In the following lines, Gee makes a claim similar to those Jody Shipka defends in Toward A Composition Made Whole. Gee states: “…the theory of learning in good video games fits better with the modern, high-tech, global world today’s children and teenagers live in than do the theories (and practices) of learning that they see in school…” (Moulthrop, 208). Similarly, Shipka makes claims regarding composition and writing and what constitutes as a “paper.” Shipka handles the changing dynamic of incoming college students by modifying her assignments; she distributes them to her students with the intention of inviting creativity, personal touch, and additional reflection. Her work further credits what Moulthrop writes in his work—the idea of evolution, change, and creative modification is already taking place today. If this change continues to push forward (and according to both authors it will), are students and faculty to be left in the dust? Moulthrop foreshadows the demise of education, as we know it, and he delves into the future of academia with an idea of video gaming at its core.

Here are some questions I have: What are the differences between video and mind and/or computer games in terms of their implementation in academia? In my educational experiences, mind games (e.g., brain teasers, variations of IQ tests, etc.) have been encouraged and often implemented into course curricula. In many classes I have partaken in various online, interactive activities that could very well have been video games. If these games are accepted, embraced in academia, why the lack of incorporating video games in today’s modern classroom? Furthermore, if students can watch educational videos such as School House Rock, laugh at the teachings and corky lessons of Bill Nye the Science Guy, and play interactive computer games testing English and Language Arts skills, why can they not engage in a different medium, like video games? Some of my fondest memories of elementary, middle and high school education were the result of these interactive elements. I was excited about learning and engaged in the multiple facets of schoolwork; I retained more information and entered the realm of higher education with an appetite for learning in an advanced, “multimodal” environment.

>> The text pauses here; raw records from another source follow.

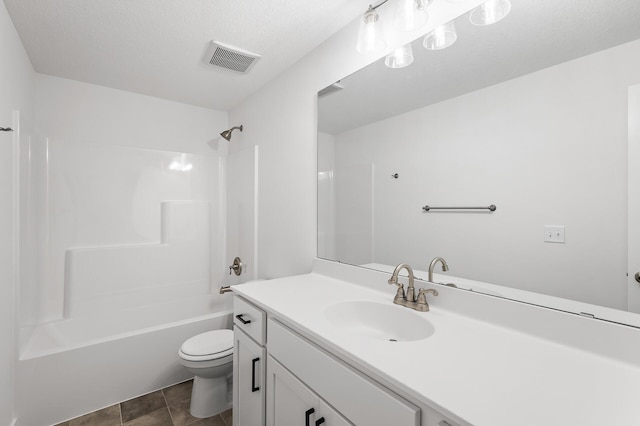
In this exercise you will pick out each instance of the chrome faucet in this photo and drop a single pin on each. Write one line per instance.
(410, 300)
(433, 264)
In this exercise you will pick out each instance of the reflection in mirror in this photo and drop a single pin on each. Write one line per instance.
(530, 114)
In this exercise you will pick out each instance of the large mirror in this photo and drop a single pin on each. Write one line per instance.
(530, 115)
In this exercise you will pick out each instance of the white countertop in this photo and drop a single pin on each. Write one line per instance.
(475, 371)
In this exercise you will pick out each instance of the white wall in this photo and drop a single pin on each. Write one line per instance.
(549, 148)
(281, 119)
(16, 93)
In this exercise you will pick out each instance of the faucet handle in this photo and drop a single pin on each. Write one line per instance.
(422, 298)
(400, 293)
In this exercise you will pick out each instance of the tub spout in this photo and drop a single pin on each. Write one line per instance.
(225, 289)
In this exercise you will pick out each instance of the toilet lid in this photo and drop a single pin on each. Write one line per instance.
(208, 343)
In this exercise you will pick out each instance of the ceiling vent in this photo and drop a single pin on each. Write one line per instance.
(335, 87)
(229, 57)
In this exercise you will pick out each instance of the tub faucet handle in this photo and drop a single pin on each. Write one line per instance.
(236, 266)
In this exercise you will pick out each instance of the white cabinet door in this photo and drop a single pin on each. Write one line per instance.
(290, 402)
(248, 381)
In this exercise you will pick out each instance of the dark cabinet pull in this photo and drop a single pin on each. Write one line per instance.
(254, 388)
(308, 414)
(242, 320)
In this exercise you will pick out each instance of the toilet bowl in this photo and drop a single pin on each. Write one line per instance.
(209, 357)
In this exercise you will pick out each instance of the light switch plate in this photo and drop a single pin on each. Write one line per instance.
(554, 234)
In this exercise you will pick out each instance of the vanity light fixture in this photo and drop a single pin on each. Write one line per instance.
(369, 37)
(441, 37)
(411, 14)
(490, 12)
(400, 58)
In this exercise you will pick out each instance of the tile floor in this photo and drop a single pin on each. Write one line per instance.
(166, 407)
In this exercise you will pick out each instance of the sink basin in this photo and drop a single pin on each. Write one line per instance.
(379, 321)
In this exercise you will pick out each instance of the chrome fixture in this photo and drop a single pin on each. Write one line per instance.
(441, 37)
(433, 264)
(492, 208)
(369, 39)
(236, 266)
(411, 15)
(227, 133)
(490, 12)
(410, 300)
(400, 58)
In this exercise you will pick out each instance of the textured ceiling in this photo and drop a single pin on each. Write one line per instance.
(155, 47)
(536, 34)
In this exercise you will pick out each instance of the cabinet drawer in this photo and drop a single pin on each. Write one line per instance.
(337, 383)
(249, 319)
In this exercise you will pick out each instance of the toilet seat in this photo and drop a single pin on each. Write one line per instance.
(208, 346)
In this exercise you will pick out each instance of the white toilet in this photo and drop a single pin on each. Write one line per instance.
(209, 356)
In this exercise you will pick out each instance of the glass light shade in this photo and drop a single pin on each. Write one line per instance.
(490, 12)
(410, 14)
(441, 37)
(400, 58)
(369, 37)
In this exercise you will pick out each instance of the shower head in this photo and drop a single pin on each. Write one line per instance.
(227, 133)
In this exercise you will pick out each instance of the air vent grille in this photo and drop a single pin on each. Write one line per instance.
(231, 58)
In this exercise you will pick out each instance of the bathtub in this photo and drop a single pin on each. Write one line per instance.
(70, 367)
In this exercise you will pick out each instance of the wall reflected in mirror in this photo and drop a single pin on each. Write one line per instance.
(531, 115)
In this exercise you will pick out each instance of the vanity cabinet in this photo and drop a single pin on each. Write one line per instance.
(290, 402)
(249, 362)
(300, 383)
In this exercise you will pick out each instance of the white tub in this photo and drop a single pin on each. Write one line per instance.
(71, 367)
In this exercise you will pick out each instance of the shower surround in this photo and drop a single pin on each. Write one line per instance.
(122, 243)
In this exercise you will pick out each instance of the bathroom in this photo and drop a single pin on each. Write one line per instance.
(141, 165)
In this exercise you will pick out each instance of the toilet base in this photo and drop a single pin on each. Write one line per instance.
(209, 396)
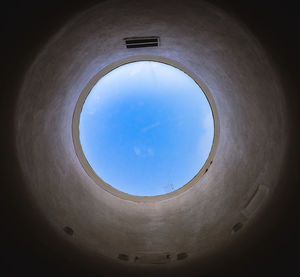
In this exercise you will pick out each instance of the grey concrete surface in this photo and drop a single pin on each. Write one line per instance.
(215, 218)
(249, 156)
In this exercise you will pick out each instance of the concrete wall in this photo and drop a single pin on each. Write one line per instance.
(219, 211)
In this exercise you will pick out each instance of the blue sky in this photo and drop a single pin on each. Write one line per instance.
(146, 128)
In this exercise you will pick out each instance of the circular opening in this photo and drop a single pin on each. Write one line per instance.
(144, 128)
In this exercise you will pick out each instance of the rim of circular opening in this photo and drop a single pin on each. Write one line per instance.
(87, 167)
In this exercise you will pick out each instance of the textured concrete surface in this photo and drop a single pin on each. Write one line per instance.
(212, 219)
(249, 156)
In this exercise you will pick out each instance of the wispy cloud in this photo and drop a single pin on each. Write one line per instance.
(143, 151)
(147, 128)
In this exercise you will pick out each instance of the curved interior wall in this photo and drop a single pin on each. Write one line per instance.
(245, 171)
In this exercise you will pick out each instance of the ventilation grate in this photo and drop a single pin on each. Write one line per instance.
(139, 42)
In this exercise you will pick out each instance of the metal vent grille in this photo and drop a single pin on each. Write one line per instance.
(139, 42)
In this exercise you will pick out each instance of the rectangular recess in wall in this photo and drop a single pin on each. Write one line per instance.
(139, 42)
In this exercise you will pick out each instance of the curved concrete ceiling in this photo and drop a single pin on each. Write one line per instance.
(199, 225)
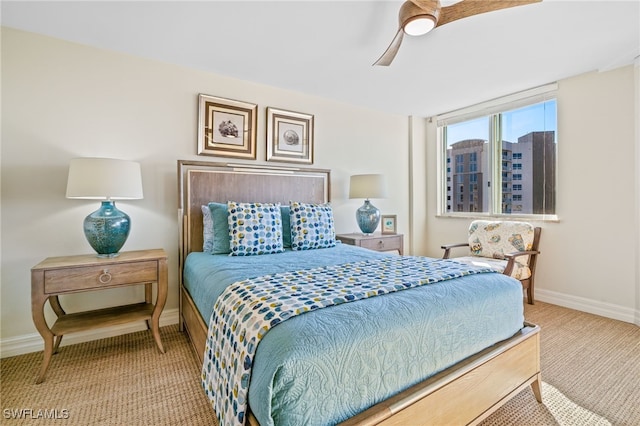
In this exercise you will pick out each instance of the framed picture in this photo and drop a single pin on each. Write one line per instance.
(289, 136)
(226, 128)
(389, 225)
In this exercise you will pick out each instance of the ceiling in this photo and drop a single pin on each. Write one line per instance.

Although I am not knowledgeable in the video game literacy that Moulthrop discusses, I do acknowledge, appreciate and agree with the claims it brings forth. As Moulthrop writes: “Separating play from culture, or games from writing, would create a situation reminiscent of that ‘dissociation of sensibility’” (211). This particular line takes me back to our class discussion of rhetoric vs. composition and the dissonance between the two apparently dissimilar fields. Moulthrop addresses this abruptly with a clear statement: “Writing is still writing, even with funkier friends” (211). Perhaps this is the lesson readers, critics and all those in current and future academia should remember. After all, “the end of the world is…just a language game, and the show must go on” (Moulthrop, 209).